High-strength, lightweight materials based on carbon nanostructures hold great promise in the applications for military and civilian industry. However, some key mechanical properties of these materials are far lower than these of their building blocks. The reason is that carbon nanostructures exhibit ultrahigh specific surface area, extremely large slenderness ratio and remarkable long-range interaction, making them be apt to form networked structures of bundles/layers in fabrication and service. Mechanical modelling embedding the characteristic parameters of actual microstructures therein is the reliable foundation for material design. Therefore, this project intends to explore the correlation between networked structures and their mechanical properties in nanocarbon-based oriented materials. First, we will conduct microstructure analysis combining experimental characterization and statistical methods, and then reconstruct a multiscale numerical model of the networked structures in these materials. Second, we will develop multiscale methods covering multilevel structures therein to investigate the quantitative relationship between networked structures and their mechanical properties, and then clarify the mechanism of load transfer in multi-level networked structures. Then, a mechanical model embedding characteristic parameters of networked structures will be constructed. Finally, sensitivity analysis of mechanical model responses will be assessed to find the critical parameters for strengthening and toughening design of these materials. The outcomes of this project are expected to provide solid theoretical principles for the performance prediction and optimal design of nanocarbon-based oriented materials, and then advance efficient development of these emerging high-strength, lightweight materials.
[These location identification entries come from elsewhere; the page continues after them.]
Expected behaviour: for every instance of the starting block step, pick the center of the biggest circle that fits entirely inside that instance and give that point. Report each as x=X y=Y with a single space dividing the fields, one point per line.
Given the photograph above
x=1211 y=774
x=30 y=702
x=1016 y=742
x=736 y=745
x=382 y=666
基于碳纳米结构制备高强轻质取向材料，在军事及民用领域具有广阔的应用前景。然而，此类材料若干关键力学性能与其构筑单元相比还存在着巨大差距。这是由于碳纳米结构具有超高比表面积、超大长细比和显著的长程作用，在取向材料制备、使役过程中易于形成束/层网络结构。基于实际微结构建立力学模型是开展材料设计的基础。因此，本项目拟开展束/层网络结构与性质的关联研究。首先结合实验表征和统计方法，构建束/层网络结构的数值模型；然后开展多尺度计算模拟，获得束/层网络结构与力学性能之间的定量关系，揭示载荷在多级结构中的传递机制，进而建立嵌入微结构特征参数的力学模型；最后对模型参数开展敏感性分析，筛选对力学性能敏感的微结构参数，用于开展面向材料强韧化需求的微结构设计，以期最大限度利用碳纳米结构的优异力学特性。预期成果将为低维碳基取向材料的力学性能预测与优化设计提供坚实的理论基础，进而推动新兴高强轻质材料的高效发展。

碳纳米结构在取向材料制备过程中易于形成多级结构，亟需厘清力学性能在多级结构中的传递规律，从而最大限度利用碳纳米结构的优异力学特性。在本项目的资助下，我们结合实验表征和理论分析，研究了低维碳基取向材料多级结构的力学性能及其载荷传递机制；提出了拓扑折叠组装策略，建立了嵌入折叠结构特征参数的力学模型，发现可以通过调节折叠结构特征参数以调控材料性能；受高性能材料的结构组分特征启发，设计了高模量、高强度轻质碳管封装碳链纤维；设计筛选出多种具有优异力学性能的材料。本项目在执行过程中进展顺利，按时完成计划任务书中所规定的研究内容并达到预期目标。预期研究成果可推动低维碳基取向材料应用化和产业化发展。项目执行期间，在Journal of the Mechanics and Physics of Solids、ACS Nano等期刊共发表本项目资助号标注的SCI论文14篇 (项目负责人均为第一作者或通讯作者)。项目负责人获批主持国家自然科学基金面上项目1项。